Hacked Climate E-Mails: Police Seize Computers At West Yorkshire Home. The very latest from The Guardian: "Police officers investigating the theft of thousands of private emails between climate scientists from a University of East Anglia server in 2009 have seized computer equipment belonging to a web content editor based at the University of Leeds. On Wednesday, detectives from Norfolk Constabulary entered the home of Roger Tattersall, who writes a climate sceptic blog under the pseudonym TallBloke, and took away two laptops and a broadband router. A police spokeswoman confirmed on Thursday that Norfolk Constabulary had "executed a search warrant in West Yorkshire and seized computers". She added: "No one was arrested. Investigations into the [UEA] data breach and publication [online of emails] continues. This is one line of enquiry in a Norfolk constabulary investigation which started in 2009."

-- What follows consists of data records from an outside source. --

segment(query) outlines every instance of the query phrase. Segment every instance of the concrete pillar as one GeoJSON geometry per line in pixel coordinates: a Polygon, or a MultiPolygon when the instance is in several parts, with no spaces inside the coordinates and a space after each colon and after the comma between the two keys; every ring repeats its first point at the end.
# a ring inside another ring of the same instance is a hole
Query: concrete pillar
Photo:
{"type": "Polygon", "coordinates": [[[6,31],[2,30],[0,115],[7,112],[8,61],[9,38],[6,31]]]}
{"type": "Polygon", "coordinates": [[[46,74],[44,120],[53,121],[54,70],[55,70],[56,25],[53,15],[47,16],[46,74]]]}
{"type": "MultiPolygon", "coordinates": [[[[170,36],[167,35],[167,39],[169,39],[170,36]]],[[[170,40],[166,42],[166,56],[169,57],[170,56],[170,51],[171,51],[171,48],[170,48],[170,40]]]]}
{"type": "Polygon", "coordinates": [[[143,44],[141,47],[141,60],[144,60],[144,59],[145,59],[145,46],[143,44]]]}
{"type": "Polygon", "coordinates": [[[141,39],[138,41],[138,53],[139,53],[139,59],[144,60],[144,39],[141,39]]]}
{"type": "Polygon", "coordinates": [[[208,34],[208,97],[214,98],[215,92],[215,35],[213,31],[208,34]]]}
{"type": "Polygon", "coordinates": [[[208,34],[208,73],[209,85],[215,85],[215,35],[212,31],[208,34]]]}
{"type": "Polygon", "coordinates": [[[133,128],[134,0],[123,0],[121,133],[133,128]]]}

NASA: Warming Will Transform Natural World. The story from the Orange County Register: "Global warming could bring a major transformation for Earth's plants and animals over the next century, a NASA study says, driving nearly half the planet's forests, grasslands and other vegetation toward conversion into radically different types of ecosystems. The ecological stress could give a boost to invasive species, but at the expense of natives, reducing the diversity of plants and animals overall. And humans are likely, almost literally, to cut them off at the pass: When plants and animals attempt to survive by shifting their geographical ranges, as they have in past episodes of climate change, they'll be blocked by farms and cities."

How Will Climate Change Affect Rainfall? The Guardian has the story: "Changes in rainfall and other forms of precipitation will be one of the most critical factors determining the overall impact of climate change. Rainfall is much more difficult to predict than temperature but there are some statements that scientists can make with confidence about the future. A warmer atmosphere can hold more moisture, and globally water vapour increases by 7% for every degree centigrade of warming. How this will translate into changes in global precipitation is less clear cut but the total volume of precipitation is likely to increase by 1-2% per degree of warming."


Climate Change Voice Of Reason Is Gone. An Op-Ed from the Toledo Blade: "People don't just want to know how climate change affects polar bears. They want to know what's at stake for them. Starting in the early 1990s, Dr. Epstein linked climate change to the probable rise of West Nile virus, encephalitis, and other infectious diseases, to more ragweed, more noxious algae in western Lake Erie, and higher incidences of asthma and other smog-triggered respiratory ailments. He showed how coal-fired power plants put particles in the air that carry pollen and other allergens deep into the lungs, possibly explaining the worldwide asthma epidemic since 1980."